Rick would not play this morning: no-one wanted to go looking for ghosts. They all talked about a white-haired ghost who stole bits and pieces from the dustbins, but no-one, not even Rick, was going to believe his sightings. It was a mistake, Stonewall reflected gravely, to be known for both silence indoors and exaggeration elsewhere.

He turned for one last look at the house. From an upstairs window, an indistinct figure in bright clothes was waving at him. For a moment he was startled, then waved back, putting energy into his arm, twirling and dancing for her benefit, watching her double over in laughter.

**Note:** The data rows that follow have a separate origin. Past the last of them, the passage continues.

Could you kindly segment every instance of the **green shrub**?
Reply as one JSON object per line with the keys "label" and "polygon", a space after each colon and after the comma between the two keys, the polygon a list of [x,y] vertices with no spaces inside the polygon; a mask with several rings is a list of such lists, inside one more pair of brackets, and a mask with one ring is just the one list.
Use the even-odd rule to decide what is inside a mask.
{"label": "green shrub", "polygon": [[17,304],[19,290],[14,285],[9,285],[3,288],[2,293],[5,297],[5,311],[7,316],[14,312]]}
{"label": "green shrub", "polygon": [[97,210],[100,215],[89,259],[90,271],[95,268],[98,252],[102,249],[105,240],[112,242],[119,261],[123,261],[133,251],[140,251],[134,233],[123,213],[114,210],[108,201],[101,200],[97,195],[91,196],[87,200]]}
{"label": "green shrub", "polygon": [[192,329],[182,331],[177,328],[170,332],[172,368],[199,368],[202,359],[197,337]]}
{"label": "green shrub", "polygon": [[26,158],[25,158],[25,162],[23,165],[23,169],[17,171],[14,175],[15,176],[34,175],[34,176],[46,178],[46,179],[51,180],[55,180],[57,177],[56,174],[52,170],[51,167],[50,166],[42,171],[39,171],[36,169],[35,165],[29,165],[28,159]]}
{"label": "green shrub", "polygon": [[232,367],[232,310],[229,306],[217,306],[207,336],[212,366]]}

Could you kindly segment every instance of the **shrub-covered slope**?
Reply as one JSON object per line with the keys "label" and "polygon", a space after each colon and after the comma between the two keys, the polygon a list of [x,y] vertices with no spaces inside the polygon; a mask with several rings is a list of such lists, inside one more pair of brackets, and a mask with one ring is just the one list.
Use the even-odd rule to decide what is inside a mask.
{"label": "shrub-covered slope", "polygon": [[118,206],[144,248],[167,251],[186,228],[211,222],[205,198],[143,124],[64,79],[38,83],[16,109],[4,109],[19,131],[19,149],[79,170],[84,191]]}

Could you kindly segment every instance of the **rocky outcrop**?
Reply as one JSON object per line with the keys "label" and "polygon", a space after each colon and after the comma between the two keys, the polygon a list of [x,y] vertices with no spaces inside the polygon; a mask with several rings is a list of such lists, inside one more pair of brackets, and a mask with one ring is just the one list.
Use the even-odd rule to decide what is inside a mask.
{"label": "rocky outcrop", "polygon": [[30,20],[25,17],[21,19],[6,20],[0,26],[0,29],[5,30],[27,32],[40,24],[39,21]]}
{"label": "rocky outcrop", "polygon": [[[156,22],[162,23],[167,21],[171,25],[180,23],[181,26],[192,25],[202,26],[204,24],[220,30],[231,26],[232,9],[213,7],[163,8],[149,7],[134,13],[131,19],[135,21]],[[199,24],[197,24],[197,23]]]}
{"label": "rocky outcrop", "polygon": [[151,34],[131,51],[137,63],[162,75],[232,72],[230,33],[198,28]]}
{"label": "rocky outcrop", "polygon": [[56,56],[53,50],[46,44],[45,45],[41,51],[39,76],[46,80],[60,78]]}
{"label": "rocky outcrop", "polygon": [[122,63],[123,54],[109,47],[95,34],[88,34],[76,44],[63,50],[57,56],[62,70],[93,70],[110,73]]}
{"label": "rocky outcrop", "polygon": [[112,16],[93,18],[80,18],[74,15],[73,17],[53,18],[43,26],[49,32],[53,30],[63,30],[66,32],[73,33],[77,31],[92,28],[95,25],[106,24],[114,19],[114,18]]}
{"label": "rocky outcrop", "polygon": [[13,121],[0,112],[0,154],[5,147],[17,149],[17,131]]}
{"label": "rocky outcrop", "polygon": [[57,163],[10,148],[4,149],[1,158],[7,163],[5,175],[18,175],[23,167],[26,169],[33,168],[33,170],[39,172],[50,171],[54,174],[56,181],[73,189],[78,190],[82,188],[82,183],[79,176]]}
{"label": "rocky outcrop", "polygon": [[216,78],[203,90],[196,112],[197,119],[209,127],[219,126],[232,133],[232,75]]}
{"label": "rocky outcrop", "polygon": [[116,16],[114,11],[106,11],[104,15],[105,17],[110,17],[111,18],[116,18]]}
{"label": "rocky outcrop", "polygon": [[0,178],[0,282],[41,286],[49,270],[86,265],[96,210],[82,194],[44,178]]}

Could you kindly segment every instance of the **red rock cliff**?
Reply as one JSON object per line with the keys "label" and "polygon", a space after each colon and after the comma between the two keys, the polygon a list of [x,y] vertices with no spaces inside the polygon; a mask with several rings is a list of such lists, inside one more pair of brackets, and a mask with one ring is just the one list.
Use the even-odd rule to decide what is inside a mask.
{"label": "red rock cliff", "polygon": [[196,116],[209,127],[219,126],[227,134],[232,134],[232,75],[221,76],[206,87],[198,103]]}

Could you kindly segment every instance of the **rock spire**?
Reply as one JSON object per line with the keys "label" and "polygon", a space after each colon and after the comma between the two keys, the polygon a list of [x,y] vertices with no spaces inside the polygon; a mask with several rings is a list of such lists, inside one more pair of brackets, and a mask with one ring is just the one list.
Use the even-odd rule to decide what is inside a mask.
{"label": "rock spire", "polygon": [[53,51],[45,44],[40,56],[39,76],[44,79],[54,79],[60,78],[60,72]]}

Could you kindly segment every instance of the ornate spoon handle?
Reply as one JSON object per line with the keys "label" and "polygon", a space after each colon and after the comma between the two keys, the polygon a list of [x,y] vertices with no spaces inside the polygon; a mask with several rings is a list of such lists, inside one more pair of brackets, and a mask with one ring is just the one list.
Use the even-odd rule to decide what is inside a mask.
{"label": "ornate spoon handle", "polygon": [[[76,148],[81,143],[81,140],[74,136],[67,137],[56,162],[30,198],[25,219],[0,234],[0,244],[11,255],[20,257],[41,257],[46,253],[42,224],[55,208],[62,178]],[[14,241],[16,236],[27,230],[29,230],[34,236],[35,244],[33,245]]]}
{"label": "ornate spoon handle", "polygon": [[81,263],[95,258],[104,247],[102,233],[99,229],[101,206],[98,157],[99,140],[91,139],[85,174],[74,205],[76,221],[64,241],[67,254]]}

That was no ghost. It was mad Mrs Pardoe, always ready for a game. Funny the way she noticed everything, even himself. He thought of cantering across the lawn, telling her he'd left the sodding bait wrapped in newspaper by the back door, and would Edward please pay him some time? Or shouting, Have you seen my dog? He did neither.

On the way home for the sort of dinner he despised (shepherds pie and peas), Stonewall formed the conviction, on slender circumstantial evidence, that the ghost had got his dog, only because it was better than believing she was dead.